Hospital Penalized for Number of Preventable Medical Mistakes
One type of patient safety program implemented in several areas involves linking state payments with their performance on standardized measurements of medical care quality. This is accomplished by having a review board set the rates at which hospitals are capable of charging for certain procedures. For example, if a hospital has what is deemed an unacceptable level of medical mistakes in a given period, that facility will have its maximum charge amount lowered.
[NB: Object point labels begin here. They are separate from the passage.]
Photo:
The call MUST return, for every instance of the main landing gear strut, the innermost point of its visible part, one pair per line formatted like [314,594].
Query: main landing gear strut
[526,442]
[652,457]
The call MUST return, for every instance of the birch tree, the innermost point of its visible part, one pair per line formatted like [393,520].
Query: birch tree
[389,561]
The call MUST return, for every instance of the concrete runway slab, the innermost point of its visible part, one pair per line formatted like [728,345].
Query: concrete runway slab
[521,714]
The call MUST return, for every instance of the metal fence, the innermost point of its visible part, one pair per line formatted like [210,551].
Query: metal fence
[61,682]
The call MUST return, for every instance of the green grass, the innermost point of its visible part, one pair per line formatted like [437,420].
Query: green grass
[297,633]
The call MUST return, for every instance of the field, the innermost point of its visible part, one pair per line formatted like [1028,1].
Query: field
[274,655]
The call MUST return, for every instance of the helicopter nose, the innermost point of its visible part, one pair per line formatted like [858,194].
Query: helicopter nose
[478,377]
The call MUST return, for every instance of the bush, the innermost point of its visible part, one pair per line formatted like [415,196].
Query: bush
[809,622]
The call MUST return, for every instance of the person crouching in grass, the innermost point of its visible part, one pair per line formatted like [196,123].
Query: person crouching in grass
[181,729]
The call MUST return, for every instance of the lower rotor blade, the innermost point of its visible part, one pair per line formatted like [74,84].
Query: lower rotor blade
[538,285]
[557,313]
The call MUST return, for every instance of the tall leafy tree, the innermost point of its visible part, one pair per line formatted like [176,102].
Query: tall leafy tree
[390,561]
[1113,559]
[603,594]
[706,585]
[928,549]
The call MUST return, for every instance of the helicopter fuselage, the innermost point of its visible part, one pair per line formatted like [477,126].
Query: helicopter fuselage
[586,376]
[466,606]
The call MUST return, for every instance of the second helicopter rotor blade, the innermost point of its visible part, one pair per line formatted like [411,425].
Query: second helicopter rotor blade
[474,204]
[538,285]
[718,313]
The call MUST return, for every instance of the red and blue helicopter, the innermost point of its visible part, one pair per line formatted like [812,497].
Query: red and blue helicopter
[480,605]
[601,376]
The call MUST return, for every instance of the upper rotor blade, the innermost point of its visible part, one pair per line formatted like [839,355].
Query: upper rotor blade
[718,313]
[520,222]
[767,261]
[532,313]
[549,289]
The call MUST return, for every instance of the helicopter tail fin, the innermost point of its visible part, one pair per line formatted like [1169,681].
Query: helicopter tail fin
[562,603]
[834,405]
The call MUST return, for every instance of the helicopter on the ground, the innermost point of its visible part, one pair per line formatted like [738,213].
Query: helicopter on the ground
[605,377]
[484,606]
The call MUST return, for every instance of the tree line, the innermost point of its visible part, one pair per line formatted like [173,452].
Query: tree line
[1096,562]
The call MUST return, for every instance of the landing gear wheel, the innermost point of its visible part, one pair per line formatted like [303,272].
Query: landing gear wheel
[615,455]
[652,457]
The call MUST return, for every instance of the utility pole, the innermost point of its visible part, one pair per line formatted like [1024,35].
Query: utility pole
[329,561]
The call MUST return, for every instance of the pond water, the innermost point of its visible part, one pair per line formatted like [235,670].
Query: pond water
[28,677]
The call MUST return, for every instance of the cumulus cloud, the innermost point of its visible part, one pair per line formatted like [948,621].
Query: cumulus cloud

The Baltimore Sun wrote last week on nine different hospitals in its area that faced just such penalties because of poor medical care. The hospitals in this case were involved in a program that keeps track of nearly 50 different medical complications—problems that hospitals should be able to prevent with proper care free of medical malpractice. Those include blood clots, urinary tract infections, and similar issues. The hospitals that perform worst on these measurements as compared to other hospitals are then penalized for their care. The inverse is also true, with the best performing hospitals receiving a financial boost for their commitment to ensuring patient safety.
Thus far the new programs are seeing some success. One commission reports that complication rates are falling and costs are actually being saved—one state had a 12% reduction in complications with nearly $62 million in healthcare savings. The ability to make improvements in these areas is clear when hospitals have real incentives to make the changes.
One advocate explained the benefit of the programs seeking to “show patients and people who pay for health care where they are getting their best value. That’s a combination of efficiency and quality.”